Although plumbers, electricians, carpenters, and landscapers typically work on small-scale projects for homeowners, many also generate revenue by subcontracting on complex projects managed by larger general contractors.
Finding your Niche
Selling to pros is a specialized niche. Providing them with essential resources goes beyond stocking certain products—fast, easy and reliable service is a must since time translates into money. Recognizing this reality can help you segment your pro customers from DIYers. It becomes easier to identify the type of services and benefits pros expect to receive in exchange for patronizing your business.
Now ask yourself, what is the first thing I need to do to get this relationship off the ground? It’s simple—introduce yourself.
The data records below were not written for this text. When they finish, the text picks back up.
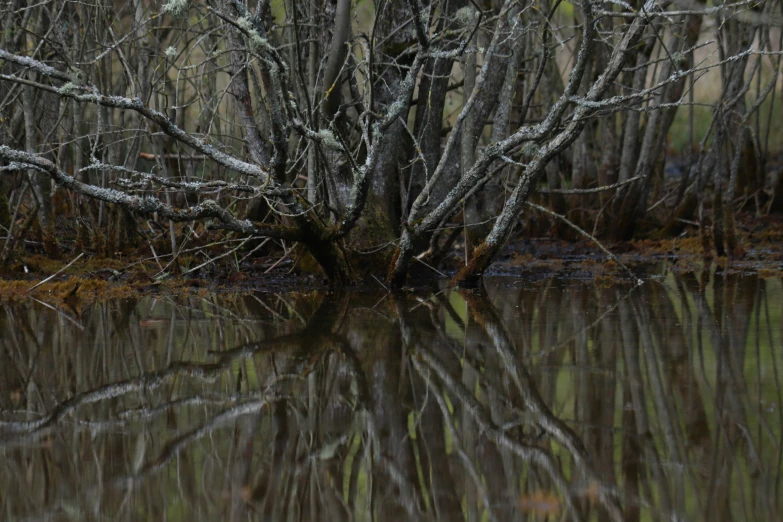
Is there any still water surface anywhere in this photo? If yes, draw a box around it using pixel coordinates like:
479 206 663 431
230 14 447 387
0 274 783 522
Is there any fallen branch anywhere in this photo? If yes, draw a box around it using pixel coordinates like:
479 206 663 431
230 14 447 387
525 201 643 284
25 252 84 294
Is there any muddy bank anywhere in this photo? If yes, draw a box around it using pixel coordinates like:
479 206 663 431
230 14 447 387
0 214 783 301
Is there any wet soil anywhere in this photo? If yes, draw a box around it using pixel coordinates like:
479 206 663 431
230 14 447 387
0 211 783 302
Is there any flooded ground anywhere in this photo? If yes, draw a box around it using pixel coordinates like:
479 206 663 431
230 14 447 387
0 274 783 522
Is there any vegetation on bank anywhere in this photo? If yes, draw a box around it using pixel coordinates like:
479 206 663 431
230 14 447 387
0 0 783 284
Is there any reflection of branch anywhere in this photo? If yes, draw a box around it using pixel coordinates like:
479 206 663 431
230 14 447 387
410 347 581 520
465 289 623 521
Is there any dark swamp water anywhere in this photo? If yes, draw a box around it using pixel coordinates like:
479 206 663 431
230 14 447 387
0 274 783 522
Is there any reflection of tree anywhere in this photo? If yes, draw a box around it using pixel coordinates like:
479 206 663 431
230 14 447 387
0 280 783 520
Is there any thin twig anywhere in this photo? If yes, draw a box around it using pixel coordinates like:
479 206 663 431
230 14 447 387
525 201 643 284
25 252 84 293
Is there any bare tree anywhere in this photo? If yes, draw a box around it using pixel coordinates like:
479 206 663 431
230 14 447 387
0 0 780 287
Send the business owner a personalized e-mail or drop a note in the mail inviting them to visit your business. Even better, give them a call and hold a brief conversation with them. The phone number and contact information are posted online. Be sure to offer an incentive to prompt a response person to your invitation.
1. Contractor Service Department
Designating a special area or checkout for contractor services demonstrates a commitment to providing professional service quickly and efficiently. The staff assigned to this area should be well-trained and confident when answering questions related to services, new products, and traditional purchases. Use overhead signage to identify the contractor area and make it easy for customers to locate.
2. Special Pricing
Large Home Improvement businesses or multi-chain operations may be in a position to offer volume discounts on supplies, building materials, and hardware. All special offers should be promoted online and in-store. The products receiving special deals and offers should change weekly to keep customers engaged and regularly checking for more ways to save.
3. Delivery to the Job Site
Delivering supplies and building materials to the job site saves contractors valuable time and helps them remain focused on their projects. It’s essential to communicate the delivery schedule to avoid any confusion and ensure that it meets your customer’s expectations. Mention if there are restrictions regarding load size, delivery times, etc.
4. Commercial Credit Account
One meaningful way to compete with big-box stores is to offer a commercial credit account to encourage large orders. Offering more payment options will make it easier to shop and place orders. You may also want to set up an invoicing program that reduces the amount of paperwork and billing customers must handle every month.
5. Free Seminars
Pros are eager to learn about innovative products and new technologies that can grow their business and give them more options. Contact your vendors to request that a representative conduct training seminars and product demonstrations for your pro customers. This activity is a great way to meet new contractors and strengthen your business relationship with current customers.
Does your business rent tools and equipment? Contractors often require tools for a short amount of time on specific projects. Include rentals on your list to show the breadth of your services and desire to provide cost-effective solutions.
Contractors and home improvement Retailers are the perfect mixes. Many of your DIY customers are looking to hire a contractor to complete projects around the home. And, contractors have customers who want to shop at a home improvement retailer that offers excellent service and advice on projects they can complete themselves. Sharing referrals helps everyone succeed.
Stay in Touch
Promote your contractor business on your website and social media. Send e-mails to remind customers about your special offers and upcoming events. But, most importantly, show how much you appreciate their business. Thank pros by holding a customer appreciation day.